MIND
November 29, 2018

Eat Your Way to a Better Memory

Following a group of doctors for 20 years, researchers learned what foods most help preserve memory.

If losing your memory as you age is a scary thought, you will be glad to know that eating certain foods may help you hang on to it. A diet rich in leafy green vegetables, orange and red vegetables, berries and orange juice can help reduce memory loss, a study suggests.

Researchers at Harvard T. H. Chan School of Public Health followed over 27,000 male health professionals for 20 years. The men completed dietary questionnaires about how many servings of fruits, vegetables and other foods they ate each day at the beginning of the study and every four years thereafter for the 20 years of the study. One cup of raw vegetables or two cups of leafy greens is counted as a serving of vegetables, and one cup of fruit or ½ cup of juice is considered a serving of fruit.

Men who reported drinking orange juice every day were 47 percent less likely to develop problems with thinking skills than men who drank less than a serving each month.

Four years before the study ended, the participants, who were at this point age 73 on average, were tested on how they perceived their own thinking and memory skills. Any changes reported by the participants were considered signs of the beginning of mild cognitive impairment. They were asked six questions such as, “Do you have more trouble than usual remembering recent events?” or “Do you have trouble finding your way around familiar streets?”

The men who ate the most vegetables — about six servings a day — were 34 percent less likely to develop poor cognitive skills compared to the men who ate the least amount of vegetables — a half serving a day.

The foods that appeared to be particularly important to maintaining memory were green leafy vegetables, carotenoid-rich (orange and red) vegetables, berries and orange juice.

The most striking finding was that men who reported drinking orange juice every day were 47 percent less likely to develop problems with thinking skills than men who drank less than a serving each month. This finding was more pronounced at older ages and suggests that a daily serving of orange juice may be particularly beneficial later in life.

Even men who ate larger amounts of fruits and vegetables 20 years earlier were less likely to develop problems with thinking and memory, regardless of whether they continued the practice up until about six years before the last memory test they took.

The study does not prove that eating fruits and vegetables or drinking orange juice decrease memory loss. It only shows a relationship.
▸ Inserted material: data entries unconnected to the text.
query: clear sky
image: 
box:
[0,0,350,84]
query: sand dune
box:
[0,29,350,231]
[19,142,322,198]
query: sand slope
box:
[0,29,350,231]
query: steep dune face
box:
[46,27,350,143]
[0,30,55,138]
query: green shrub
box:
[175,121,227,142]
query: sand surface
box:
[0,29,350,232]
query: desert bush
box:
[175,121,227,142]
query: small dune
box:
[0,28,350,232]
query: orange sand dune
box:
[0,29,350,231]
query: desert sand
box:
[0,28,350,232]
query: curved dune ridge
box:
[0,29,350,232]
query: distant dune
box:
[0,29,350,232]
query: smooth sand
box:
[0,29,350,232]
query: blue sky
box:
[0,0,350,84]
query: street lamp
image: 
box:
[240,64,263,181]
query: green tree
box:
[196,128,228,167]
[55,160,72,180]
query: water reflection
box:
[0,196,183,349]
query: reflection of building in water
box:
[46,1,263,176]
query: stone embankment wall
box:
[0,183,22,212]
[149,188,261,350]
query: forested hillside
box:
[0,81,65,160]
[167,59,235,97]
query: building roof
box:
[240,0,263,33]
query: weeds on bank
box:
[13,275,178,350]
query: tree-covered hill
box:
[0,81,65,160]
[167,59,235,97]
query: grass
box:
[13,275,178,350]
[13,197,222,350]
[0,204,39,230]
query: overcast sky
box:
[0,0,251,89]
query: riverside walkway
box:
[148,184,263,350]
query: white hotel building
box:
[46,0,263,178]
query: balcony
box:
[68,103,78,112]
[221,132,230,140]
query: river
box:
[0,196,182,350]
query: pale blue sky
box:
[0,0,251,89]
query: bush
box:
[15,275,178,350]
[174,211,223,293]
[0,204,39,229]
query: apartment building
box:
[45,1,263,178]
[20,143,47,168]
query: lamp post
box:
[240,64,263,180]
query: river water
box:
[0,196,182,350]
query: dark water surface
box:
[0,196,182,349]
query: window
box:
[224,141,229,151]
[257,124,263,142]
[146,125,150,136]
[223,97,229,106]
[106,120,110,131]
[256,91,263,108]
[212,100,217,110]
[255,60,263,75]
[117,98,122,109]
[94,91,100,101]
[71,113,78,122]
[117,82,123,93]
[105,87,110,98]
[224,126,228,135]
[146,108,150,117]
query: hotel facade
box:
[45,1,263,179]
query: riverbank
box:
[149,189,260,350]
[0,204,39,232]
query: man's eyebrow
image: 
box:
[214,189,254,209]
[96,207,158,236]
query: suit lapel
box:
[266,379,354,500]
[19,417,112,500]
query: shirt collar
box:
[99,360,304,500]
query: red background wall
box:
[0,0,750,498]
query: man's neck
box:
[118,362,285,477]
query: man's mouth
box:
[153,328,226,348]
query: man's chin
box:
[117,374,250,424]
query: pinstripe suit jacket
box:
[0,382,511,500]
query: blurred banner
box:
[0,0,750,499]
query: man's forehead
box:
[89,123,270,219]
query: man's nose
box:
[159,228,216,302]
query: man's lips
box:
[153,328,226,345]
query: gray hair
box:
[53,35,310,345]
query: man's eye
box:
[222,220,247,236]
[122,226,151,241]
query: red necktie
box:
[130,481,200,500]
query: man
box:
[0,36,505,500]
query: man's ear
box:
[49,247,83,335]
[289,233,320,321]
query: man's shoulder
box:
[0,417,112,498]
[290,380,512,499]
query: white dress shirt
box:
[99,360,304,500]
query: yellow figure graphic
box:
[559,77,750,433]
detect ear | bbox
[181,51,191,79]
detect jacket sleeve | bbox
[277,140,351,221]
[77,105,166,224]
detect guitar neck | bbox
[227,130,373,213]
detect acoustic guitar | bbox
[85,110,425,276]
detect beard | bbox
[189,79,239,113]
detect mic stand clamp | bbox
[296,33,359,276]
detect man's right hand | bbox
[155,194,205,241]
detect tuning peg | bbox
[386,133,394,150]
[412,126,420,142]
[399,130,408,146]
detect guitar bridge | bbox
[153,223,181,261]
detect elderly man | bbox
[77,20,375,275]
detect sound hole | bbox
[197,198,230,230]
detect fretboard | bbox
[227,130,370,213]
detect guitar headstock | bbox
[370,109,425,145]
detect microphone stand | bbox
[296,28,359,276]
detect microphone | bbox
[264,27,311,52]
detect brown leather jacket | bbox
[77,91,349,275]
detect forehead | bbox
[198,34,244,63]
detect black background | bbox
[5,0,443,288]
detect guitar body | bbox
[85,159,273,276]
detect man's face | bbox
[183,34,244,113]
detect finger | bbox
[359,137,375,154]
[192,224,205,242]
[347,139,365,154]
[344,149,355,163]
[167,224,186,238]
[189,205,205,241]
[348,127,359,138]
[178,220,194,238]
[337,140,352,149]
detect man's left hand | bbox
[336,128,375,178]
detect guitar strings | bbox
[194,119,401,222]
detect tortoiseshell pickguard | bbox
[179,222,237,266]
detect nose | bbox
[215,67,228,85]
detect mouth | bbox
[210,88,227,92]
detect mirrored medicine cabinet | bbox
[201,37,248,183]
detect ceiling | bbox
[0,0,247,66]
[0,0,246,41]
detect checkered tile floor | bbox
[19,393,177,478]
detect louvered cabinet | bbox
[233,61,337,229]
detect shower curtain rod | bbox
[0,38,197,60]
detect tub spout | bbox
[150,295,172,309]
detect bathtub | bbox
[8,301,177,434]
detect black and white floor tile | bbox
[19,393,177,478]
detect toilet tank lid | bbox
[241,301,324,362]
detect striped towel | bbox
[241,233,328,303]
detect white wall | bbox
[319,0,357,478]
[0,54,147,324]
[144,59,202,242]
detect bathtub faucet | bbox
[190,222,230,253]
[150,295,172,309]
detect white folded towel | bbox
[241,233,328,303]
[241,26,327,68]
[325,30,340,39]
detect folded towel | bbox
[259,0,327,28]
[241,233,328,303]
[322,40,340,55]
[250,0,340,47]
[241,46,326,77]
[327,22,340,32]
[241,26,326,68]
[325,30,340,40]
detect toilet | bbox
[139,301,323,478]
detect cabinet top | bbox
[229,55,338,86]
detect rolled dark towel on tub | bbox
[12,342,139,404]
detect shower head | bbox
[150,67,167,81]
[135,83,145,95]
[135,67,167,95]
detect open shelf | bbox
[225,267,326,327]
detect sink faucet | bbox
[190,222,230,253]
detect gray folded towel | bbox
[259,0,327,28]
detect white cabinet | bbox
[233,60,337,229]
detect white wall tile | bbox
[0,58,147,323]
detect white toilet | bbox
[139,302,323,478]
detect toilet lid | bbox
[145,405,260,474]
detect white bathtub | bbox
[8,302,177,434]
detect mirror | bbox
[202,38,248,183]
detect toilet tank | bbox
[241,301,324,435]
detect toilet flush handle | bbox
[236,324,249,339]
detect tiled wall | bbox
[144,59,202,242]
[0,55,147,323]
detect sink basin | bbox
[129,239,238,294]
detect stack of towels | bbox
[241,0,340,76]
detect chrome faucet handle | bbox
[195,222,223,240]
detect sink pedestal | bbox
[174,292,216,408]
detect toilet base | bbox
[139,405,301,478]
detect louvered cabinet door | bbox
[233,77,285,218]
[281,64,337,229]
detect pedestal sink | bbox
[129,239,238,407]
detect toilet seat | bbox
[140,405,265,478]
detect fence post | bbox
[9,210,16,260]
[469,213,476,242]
Despite the fact that the men had no memory or cognitive skills testing done before the study began, it can be assumed that since they completed professional training early in their lives, their cognitive functioning was high. The results may not apply to other groups of men or to women.

The study was done using data on men, but there is no reason why its findings wouldn't also apply to women. Once again, a study shows that you can’t go wrong eating fruits and vegetables. Each one has unique nutritional properties that are beneficial to the human body. Eat them often, and vary your choices for optimal health benefits.

The study is published in Neurology.